Most, when asked, will talk about the need to extend superfast broadband connection to remote areas so that they can run their businesses efficiently. The government has promised, via its much-vaunted R100 scheme, to ensure all Scotland’s rural areas are connected, but has yet to deliver (conflict-of-interest alert — our part of Highland Perthshire has so far been excluded).
One voice ministers might just listen to is that of Professor Jim Hunter, historian, academic, business promoter and SNP member, who has chronicled the Highlands’ history of oppression through the 19th century clearances, the crofters’ rebellions, the potato famine, and the emigrations to America, in many brilliantly researched books. As chairman of Highlands and Islands Enterprise (HIE) for six years, he brought this background of knowledge to bear on the area’s modern-day economy, and his conclusion was clear — keep government at arms’ length.

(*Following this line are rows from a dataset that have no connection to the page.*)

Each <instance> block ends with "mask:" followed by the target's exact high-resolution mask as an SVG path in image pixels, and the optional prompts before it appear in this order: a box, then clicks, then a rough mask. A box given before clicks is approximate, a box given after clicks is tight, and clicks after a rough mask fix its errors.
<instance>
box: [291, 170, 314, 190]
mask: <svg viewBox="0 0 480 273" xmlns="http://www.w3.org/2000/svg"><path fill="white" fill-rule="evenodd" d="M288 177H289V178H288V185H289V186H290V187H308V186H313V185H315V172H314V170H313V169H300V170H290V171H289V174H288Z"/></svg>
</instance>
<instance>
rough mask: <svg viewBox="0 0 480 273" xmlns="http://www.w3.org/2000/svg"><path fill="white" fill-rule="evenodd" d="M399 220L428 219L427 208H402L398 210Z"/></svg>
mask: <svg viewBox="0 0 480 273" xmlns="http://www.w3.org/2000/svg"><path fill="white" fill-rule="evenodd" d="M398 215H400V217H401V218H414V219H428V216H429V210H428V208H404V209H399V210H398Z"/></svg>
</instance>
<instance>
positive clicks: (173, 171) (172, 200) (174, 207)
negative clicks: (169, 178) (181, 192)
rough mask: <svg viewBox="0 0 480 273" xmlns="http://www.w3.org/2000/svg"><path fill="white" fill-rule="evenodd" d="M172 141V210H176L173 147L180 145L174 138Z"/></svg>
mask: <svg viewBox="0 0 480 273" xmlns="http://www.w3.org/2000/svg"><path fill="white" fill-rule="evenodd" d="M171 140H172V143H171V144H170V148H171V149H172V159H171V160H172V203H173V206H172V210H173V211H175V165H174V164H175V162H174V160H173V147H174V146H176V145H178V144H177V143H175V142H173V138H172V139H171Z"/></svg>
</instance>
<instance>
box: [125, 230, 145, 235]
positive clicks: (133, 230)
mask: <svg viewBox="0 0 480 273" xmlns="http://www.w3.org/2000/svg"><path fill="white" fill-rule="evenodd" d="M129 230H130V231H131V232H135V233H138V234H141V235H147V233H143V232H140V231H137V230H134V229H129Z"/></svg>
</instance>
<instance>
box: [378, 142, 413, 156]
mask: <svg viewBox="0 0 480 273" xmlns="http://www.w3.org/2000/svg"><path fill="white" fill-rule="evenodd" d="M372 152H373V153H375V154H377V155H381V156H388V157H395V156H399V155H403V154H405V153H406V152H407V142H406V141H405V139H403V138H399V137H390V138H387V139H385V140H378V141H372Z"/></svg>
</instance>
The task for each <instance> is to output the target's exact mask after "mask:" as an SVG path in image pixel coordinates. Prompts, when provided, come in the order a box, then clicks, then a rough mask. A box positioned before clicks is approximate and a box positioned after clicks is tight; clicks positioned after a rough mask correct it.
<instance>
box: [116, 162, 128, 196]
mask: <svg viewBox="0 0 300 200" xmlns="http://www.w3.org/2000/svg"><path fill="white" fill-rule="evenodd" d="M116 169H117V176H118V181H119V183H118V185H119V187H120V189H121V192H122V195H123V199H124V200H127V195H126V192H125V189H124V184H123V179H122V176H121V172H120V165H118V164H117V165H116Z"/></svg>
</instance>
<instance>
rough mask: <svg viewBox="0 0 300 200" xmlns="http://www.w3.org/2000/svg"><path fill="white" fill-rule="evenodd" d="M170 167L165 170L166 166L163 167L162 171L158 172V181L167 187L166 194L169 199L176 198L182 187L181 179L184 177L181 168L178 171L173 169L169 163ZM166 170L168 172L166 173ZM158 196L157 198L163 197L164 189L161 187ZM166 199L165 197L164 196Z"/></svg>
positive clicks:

He said that when he was at HIE, the government saw it more as a “delivery agency” than an independent body, and argued that instead of dictating policy, it should encourage the individual self-esteem and self-confidence of the Highland population.
When Hunter handed over, in 2004, he wrote: “The Highlands and Islands are best served, developmentally and otherwise, if and when government … seeks to devolve, rather than take to itself, decision-making.” Hands off, in short. Twenty years on, that still seems to be true.